Key points of the EU AI Act
- Risk-based framework: AI systems are categorised into unacceptable, high-risk, limited-risk and minimal-risk.
- Unacceptable AI practices banned: Systems that manipulate behaviour, exploit vulnerabilities, or enable social scoring by governments are prohibited.
- High-risk AI obligations: Stricter rules for systems used in critical areas such as creditworthiness assessment, fraud detection, recruitment, and biometric identification.
- Transparency requirements: Users must be informed when interacting with AI systems (e.g. chatbots) or when content is AI-generated.
- Data quality and governance: High-risk AI systems must be trained on high-quality, representative, and bias-free datasets.
- Human oversight: Human operators must be able to monitor and intervene in high-risk AI processes.
- Documentation and traceability: Providers must maintain technical documentation and logs to demonstrate compliance.
- Penalties: Non-compliance can result in fines of up to €35 million or 7% of global turnover, whichever is higher.

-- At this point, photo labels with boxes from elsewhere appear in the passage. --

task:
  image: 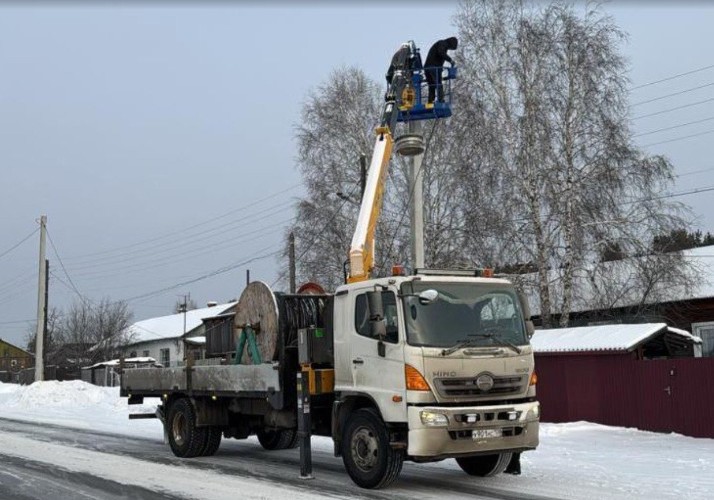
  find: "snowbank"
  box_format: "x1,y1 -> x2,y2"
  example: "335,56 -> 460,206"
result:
0,380 -> 163,439
0,381 -> 714,500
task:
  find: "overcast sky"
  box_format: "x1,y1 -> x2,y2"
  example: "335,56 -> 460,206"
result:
0,2 -> 714,345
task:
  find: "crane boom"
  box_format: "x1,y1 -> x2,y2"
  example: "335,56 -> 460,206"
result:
347,41 -> 414,283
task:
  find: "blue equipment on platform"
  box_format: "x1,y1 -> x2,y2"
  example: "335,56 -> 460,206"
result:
397,64 -> 456,122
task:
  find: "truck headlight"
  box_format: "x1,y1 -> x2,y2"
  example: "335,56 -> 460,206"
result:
528,404 -> 540,418
419,411 -> 449,427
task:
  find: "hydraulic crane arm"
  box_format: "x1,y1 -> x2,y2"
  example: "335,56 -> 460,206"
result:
347,41 -> 421,283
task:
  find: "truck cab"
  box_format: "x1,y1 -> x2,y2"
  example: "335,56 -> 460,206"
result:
332,271 -> 539,487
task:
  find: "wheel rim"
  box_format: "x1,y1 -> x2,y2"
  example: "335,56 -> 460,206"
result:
171,413 -> 186,446
350,427 -> 379,471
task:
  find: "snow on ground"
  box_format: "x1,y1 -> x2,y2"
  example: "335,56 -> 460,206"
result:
0,381 -> 714,499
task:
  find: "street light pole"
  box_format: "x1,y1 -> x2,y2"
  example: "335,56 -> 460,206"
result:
35,215 -> 47,382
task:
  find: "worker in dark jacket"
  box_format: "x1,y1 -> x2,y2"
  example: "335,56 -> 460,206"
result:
424,36 -> 459,103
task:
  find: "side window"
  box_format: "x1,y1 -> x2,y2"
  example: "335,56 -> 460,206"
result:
355,292 -> 399,344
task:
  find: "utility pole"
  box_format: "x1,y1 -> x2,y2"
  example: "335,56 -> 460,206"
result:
42,259 -> 50,362
35,215 -> 47,382
409,121 -> 424,269
288,232 -> 297,293
359,155 -> 367,201
177,292 -> 191,358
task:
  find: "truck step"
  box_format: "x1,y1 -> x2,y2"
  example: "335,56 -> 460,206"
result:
129,413 -> 159,420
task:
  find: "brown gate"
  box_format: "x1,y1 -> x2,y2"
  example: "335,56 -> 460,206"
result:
536,354 -> 714,438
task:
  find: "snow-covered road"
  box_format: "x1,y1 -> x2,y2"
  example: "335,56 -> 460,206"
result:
0,382 -> 714,500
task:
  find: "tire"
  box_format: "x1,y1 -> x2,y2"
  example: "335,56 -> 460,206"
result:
200,426 -> 223,457
166,398 -> 207,458
256,429 -> 298,451
342,408 -> 404,489
456,453 -> 513,477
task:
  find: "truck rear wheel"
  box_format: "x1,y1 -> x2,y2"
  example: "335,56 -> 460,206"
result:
342,408 -> 404,489
200,426 -> 223,457
256,429 -> 298,451
166,398 -> 206,458
456,453 -> 513,477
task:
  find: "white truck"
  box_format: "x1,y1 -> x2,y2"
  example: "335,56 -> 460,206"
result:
121,39 -> 540,488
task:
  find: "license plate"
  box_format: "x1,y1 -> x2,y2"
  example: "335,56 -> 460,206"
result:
471,429 -> 503,439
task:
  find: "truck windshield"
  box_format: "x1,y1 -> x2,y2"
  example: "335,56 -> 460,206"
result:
401,282 -> 528,347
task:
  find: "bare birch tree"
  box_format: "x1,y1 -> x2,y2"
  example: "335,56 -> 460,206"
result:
456,0 -> 686,326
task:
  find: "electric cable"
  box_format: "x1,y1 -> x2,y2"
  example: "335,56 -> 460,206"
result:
630,64 -> 714,90
0,228 -> 40,259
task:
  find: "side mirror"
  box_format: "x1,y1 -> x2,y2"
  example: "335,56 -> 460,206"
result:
518,292 -> 531,321
419,288 -> 439,306
367,291 -> 387,357
526,319 -> 535,339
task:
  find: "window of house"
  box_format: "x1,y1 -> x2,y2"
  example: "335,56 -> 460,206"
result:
355,292 -> 399,344
692,321 -> 714,357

The European Union is on the cusp of implementing the EU Artificial Intelligence Act, the world’s first comprehensive regulation designed to govern the development, deployment, and use of artificial intelligence technologies.
Expected to come into force in 2025, the legislation adopts a risk-based approach, imposing strict obligations on providers and users of “high-risk” AI systems while prohibiting certain unacceptable uses.
For the financial services sector – encompassing banks, insurers, investment firms and fintech companies – the EU AI Act will have significant implications. Algorithms are already embedded in fraud detection, credit scoring, customer onboarding, trading, and compliance monitoring.
With the Act, regulators are signalling that robust governance, transparency, and accountability are no longer optional; they are legal requirements.
To prepare effectively, financial institutions should consider the following steps:
- Map AI use cases
- Catalogue all AI systems currently in use across lending, trading, fraud detection, compliance, customer service and back-office functions.
- Assess risk classification
- Determine which systems are likely to fall under the Act’s “high-risk” category, such as credit scoring or automated decision-making affecting customers’ financial access.
- Review data quality
- Audit training data for accuracy, completeness, representativeness and potential bias.
- Implement data governance frameworks aligned with EU standards.
- Strengthen governance structures
- Appoint accountable officers for AI oversight.
- Establish internal policies and risk management systems for AI lifecycle management.
- Enhance transparency and explainability
- Ensure customers are informed when interacting with AI (e.g. chatbots, robo-advisers).
- Develop clear explanations of how automated decisions are made and create processes for human review.
- Update contracts and vendor management
- Require third-party technology providers to comply with the EU AI Act.
- Incorporate compliance obligations into service level agreements.
- Implement monitoring and auditing processes
- Set up continuous monitoring of AI performance.
- Establish internal audit mechanisms to verify compliance with both the AI Act and existing financial regulations.
- Train staff and raise awareness
- Deliver targeted training on AI ethics, data protection, and regulatory requirements.
- Promote a culture of responsible AI use across business functions.
Looking ahead
The EU AI Act is reshaping the regulatory landscape for financial services, reinforcing the link between technological innovation and ethical responsibility. By proactively addressing compliance now, firms can reduce risk, build customer trust, and position themselves competitively in a market that increasingly rewards transparency and accountability.